Storia biblica di un sentimento frainteso.
(Elisabetta Galeffi) «La Chiesa non è un’organizzazione assistenziale, un’impresa, una ong, ma è una comunità di persone che hanno vissuto e vivono lo stupore dell’incontro con Gesù Cristo»; Papa Francesco non si stanca di ripetere questa frase e questo concetto: la Chiesa è adesione alla volontà di Dio, non mero sentimentalismo. Perché il cristiano e la sua Chiesa non possono che vivere e credere secondo l’insegnamento dei Vangeli e della Bibbia. Una puntualizzazione necessaria di questi tempi e in questa società globale, dove, spesso, una facile e superficiale conoscenza di altre culture confonde i punti di riferimento dei credenti e rischia di ridurre la fede in Dio a un volersi bene generico.
Dante Carolla, nel suo La tenerezza di Gesù. Il verbo si è fatto carne (Assisi, Cittadella, 2013) va alla ricerca delle fondamenta teologiche del sentimento della tenerezza nelle Scritture. Tutto il libro è una profonda analisi di questa domanda: la tenerezza, che a volte quasi consideriamo una debolezza del nostro cuore, un sentire di second’ordine, una sottospecie dell’amore, come viene testimoniata nella Bibbia e nei Vangeli? Sacerdote della diocesi fiorentina e, fino a poco tempo fa, anche direttore dell’Ufficio di pastorale scolastica, Carolla, sfidando se stesso e le sue convinzioni consolidate, scrive nel suo libro: «Noi preti siamo soliti dire che l’amore è la conseguenza di una decisione motivata, solida della persona, mentre il sentimentalismo emotivo è provvisorio e volubile». La sua ricerca ha inizio dall’omelia per l’inaugurazione del ministero petrino, il 19 marzo 2013, di Papa Francesco: non dobbiamo aver paura della bontà, anzi neanche della tenerezza. Mettendo alla prova le sue vecchie certezze, l’autore cerca poi nella Bibbia e nei Vangeli e trova una lunga traccia di questo sentimento nelle Scritture.
Lo stesso Dio della Bibbia, «comunemente descritto come terribile e minaccioso, conosce quale sia la profondità del sentimento della tenerezza»; e ancora «la cosa più sorprendente è che il Dio dell’Antico Testamento fa appello alla sua tenerezza proprio in forza della sua divinità. Si legge infatti in Osea: “Come potrei abbandonarti Efraim, come consegnarti ad altri, Israele? Non darò sfogo all’ardore della mia ira, non tornerò a distruggere Efraim, perché sono Dio e non un uomo”».
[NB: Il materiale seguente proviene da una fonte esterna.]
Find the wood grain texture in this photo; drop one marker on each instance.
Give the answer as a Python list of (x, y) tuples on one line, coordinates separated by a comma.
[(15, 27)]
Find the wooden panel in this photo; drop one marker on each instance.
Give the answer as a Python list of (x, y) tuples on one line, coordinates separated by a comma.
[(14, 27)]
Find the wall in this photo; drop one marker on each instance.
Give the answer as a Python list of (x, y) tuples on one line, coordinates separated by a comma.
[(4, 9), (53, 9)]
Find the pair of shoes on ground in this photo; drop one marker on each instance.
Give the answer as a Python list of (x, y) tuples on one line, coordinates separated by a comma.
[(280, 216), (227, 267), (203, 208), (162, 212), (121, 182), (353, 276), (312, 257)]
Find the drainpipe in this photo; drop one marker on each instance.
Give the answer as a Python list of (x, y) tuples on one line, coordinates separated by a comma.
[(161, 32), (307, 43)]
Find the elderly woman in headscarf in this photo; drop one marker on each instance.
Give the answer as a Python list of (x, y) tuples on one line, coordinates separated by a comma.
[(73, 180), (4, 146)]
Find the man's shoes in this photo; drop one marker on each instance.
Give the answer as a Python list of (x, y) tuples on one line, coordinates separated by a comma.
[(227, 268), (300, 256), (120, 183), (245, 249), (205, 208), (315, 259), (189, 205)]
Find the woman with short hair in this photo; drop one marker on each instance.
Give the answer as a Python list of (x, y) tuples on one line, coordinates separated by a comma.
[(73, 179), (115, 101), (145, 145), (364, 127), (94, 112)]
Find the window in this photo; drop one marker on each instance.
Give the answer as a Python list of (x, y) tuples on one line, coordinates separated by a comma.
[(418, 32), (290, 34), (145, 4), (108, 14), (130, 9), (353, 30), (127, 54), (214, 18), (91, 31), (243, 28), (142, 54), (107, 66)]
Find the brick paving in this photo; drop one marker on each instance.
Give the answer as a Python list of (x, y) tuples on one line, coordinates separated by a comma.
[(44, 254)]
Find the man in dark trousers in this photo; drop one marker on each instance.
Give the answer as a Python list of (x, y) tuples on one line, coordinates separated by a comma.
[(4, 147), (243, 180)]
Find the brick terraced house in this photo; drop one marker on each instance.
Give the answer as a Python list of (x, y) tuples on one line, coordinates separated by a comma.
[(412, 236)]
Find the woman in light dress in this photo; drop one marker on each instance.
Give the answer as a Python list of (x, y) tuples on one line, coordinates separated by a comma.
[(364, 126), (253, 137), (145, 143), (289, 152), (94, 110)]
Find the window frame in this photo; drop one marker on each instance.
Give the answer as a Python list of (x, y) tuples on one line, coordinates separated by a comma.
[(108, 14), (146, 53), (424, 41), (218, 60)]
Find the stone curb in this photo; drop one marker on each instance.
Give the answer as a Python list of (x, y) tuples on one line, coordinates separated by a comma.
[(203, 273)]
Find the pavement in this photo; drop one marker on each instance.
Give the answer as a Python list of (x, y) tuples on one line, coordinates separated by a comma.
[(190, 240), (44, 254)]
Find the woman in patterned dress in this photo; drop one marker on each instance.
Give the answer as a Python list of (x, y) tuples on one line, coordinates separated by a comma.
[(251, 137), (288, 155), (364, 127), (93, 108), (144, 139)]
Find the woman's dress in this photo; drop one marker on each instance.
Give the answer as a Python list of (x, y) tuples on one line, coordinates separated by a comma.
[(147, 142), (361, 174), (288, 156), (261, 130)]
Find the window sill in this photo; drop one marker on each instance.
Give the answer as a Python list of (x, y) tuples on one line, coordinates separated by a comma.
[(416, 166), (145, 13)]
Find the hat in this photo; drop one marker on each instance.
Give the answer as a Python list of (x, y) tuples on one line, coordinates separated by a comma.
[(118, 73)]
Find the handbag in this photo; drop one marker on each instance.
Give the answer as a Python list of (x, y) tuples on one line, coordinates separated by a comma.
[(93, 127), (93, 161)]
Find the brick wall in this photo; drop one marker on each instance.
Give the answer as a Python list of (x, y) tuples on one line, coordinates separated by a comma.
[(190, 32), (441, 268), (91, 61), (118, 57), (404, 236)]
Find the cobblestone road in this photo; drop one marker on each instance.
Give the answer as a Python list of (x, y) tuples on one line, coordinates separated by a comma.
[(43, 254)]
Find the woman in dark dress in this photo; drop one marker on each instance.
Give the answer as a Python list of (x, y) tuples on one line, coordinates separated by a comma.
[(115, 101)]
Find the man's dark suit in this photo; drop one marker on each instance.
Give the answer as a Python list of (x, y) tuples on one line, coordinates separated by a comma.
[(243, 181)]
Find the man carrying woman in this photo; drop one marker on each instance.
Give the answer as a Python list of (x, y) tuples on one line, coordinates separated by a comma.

Anche i Vangeli documentano, ampiamente, come il sentimento della tenerezza sia testimonianza della Verità. La tenerezza di Gesù — Carolla analizza anche il significato letterale dei testi — è misericordia, è comprensione, commozione per l’uomo, sentire insieme a lui; un sentimento di grande forza per nulla provvisorio o volubile. Gli esempi sono moltissimi, Gesù come maestro, come pastore, come taumaturgo, come sposo e come agnello dimostra tutta la sua tenerezza verso gli uomini e le loro sofferenze.
Nel Nuovo Testamento la tenerezza di Gesù si ritrova nelle manifestazioni di pianto ma si ritrova anche in momenti di profonda indignazione. Perché questi sentimenti non sono mai segno di debolezza, ma testimonianza di compassione per il mondo e per gli uomini. leggiamo: «Nel suo “sentire-insieme” Gesù rovescia le categorie mondane e ristabilisce il primato della verità e dell’amore, della giustizia e della misericordia».
Alla fine della sua trattazione, l’autore non può che non riconoscere nell’incipit del Vangelo di Giovanni, «il Verbo si fece carne e venne ad abitare in mezzo a noi» la testimonianza più importante che stava cercando. «È incredibile che questa pagina — si sorprende Carolla — che sembra la più difficile, la più teologica e filosofica, la più complicata, a ben vedere sia proprio la pagina che rivela la tenerezza del Padre e del Figlio e quindi della Trinità». La tenerezza finisce per riassumere tutta la missione della Salvezza e rivelare la Misericordia di Dio. «Il Verbo si fece carne e si accampò — secondo la traduzione letterale dal greco — in mezzo a gli uomini» è il segno che Gesù e il Padre hanno deciso di rimanere con gli uomini e sentire con loro.